C'est pour cette raison que j'avais tant apprécié, il y a bien longtemps de cela, à la Foire du Livre de Bruxelles, un stand sponsorisé par la Poste, qui proposait aux auteurs de venir, une heure durant, mettre leur plume au service des lecteurs. Pour écrire quoi ? C'était aux lecteurs d'en décider. L'un voulait une déclaration d'amour, l'autre un souvenir d'enfance, une troisième une lettre d'insulte. Le texte était rédigé à chaud, puis, dans la foulée, si le lecteur le souhaitait, transcrit en braille par un aveugle et, toujours en option, envoyé au destinataire éventuel.
J'ai raffolé de cet exercice. Les auteurs n'étaient plus juste des gueules qu'on colle au dos de leurs livres, ils redevenaient des gens qui écrivent et qui aiment ça, qui, face à un problème donné, trouvent volontiers une solution en mots et en phrases, qui ravit les lecteurs et les lectrices.
Bien entendu, l'année suivante le stand n'était plus là. Sans doute s'était-on trop bien amusé ? Sans doute avait-on bousculé les ordres protocolaires habituels ? Sur le stand de La Poste, les lecteurs ne connaissaient pour la plupart pas les auteurs mais ils les rencontraient vraiment et, peut-être, mais on s'en fout un peu, avaient-ils envie de lire ensuite leurs autres textes. C'est possible, mais ce n'était pas le but premier.
Quelques années plus tard, l'équipe des donneurs, menée par Jean-Pierre Girard, a débarqué à Liège, puis à Bruxelles, pour rallier les écrivains à sacause, celle d'écrivains qui offrent leur plume au public. L'esprit était le même, le plaisir aussi. Au Québec, cela dure depuis longtemps et c'est permanent.
Mais tout seul, sans un collectif d'auteur, on ne peut proposer ça sur un seul stand dans un salon quelconque.
Suffit pas de mettre un petit panneau « Ici auteur à votre disposition ».
J'avais aussi beaucoup aimé la lecture performance organisée par l'embryon de Maelström réEvolution en 2007 dans le petit théâtre de la Foire du Livre de Bruxelles, les lectures en musique y suivaient un cours très organique et festif, façon auberge espagnole où les auteurs se confrontent et s'explorent, se succèdent et s'écoutent, dans la grande tradition des Nuits de la Poésie de feu le Cirque Divers à Liège, par exemple.

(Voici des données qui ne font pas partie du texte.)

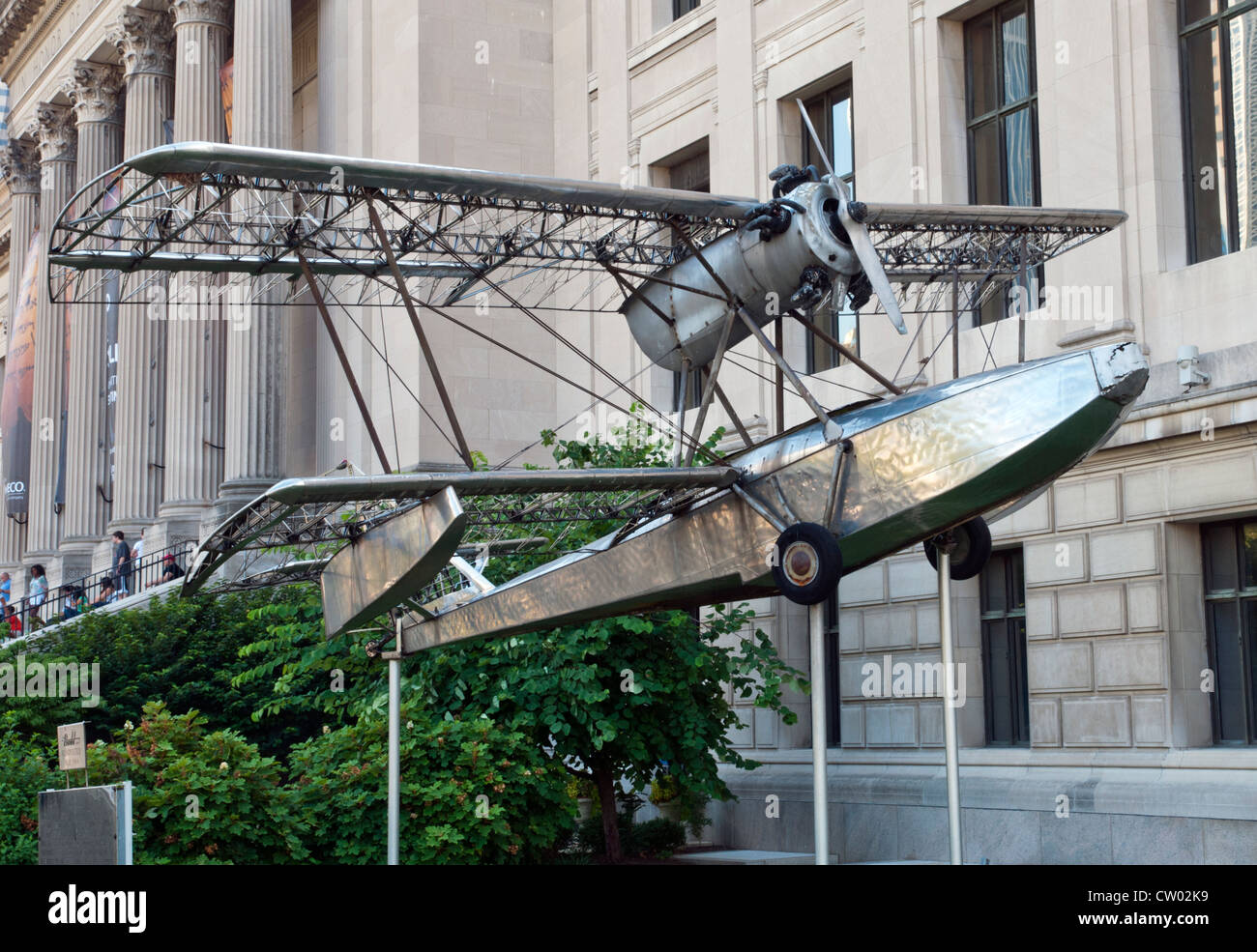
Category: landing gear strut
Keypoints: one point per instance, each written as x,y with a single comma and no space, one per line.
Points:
969,548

Du coup, j'ai proposé l'an dernier d'écrire un roman en 24h chrono à la Foire du Livre de Bruxelles. J'ai adoré ça, j'en ai déjà beaucoup parlé sur ce blog, et je ne pense pas que ça a fait vendre des tas de livres dans la foulée, malgré la couverture médiatique exceptionnelle, mais ce n'était pas le but du tout.
La plus grande vertu de cette performance, à mes yeux, c'est d'avoir remis l'écriture au centre du débat, d'avoir montré dans un salon qu'un écrivain est un bête type avec un cahier ou un clavier et que les trucs qu'on lit ensuite, joliment imprimés, coulent d'abord très spontanément comme la cervelle s'écoule d'un crâne fracassé.
J'ai aussi appris à écrire seul mais en équipe. Pour mon projet, j'avais organisé un concours pour avoir des noms de personnages à intégrer dans le texte, puis, durant toute la rédaction, le manuscrit était lisible en ligne en temps réel, à mesure que je le rédigeais. C'était fun. C'était excitant. C'était surtout vivant et j'ai pu parler de ça, très simplement avec beaucoup de visiteurs du salon. Tout d'un coup, nous avions quelque chose de très concret à échanger. Les gens étaient gentils, m'apportaient à boire et à manger, prenaient de mes nouvelles.
Autre chose que trois heures de signature sur un stand perdu parmi 500 autres auteurs à Brive ou à Nancy, par exemple.
Je serai au Québec l'hiver prochain, je compte bien réitérer le coup de l'écriture en direct. Et recommencer ensuite partout où on voudra bien de moi.
Non pas parce que les textes que j'écris ainsi sont bons mais parce que le moment que je vis avec les visiteurs est exceptionnel.
Je m'amuse et chaque minute est unique.
Comme chaque rencontre avec les lecteurs.
Je suis certain qu'en comptant sur les idées des auteurs pour rendre les salons vivants, ces événements auront encore de très belles années à vivre.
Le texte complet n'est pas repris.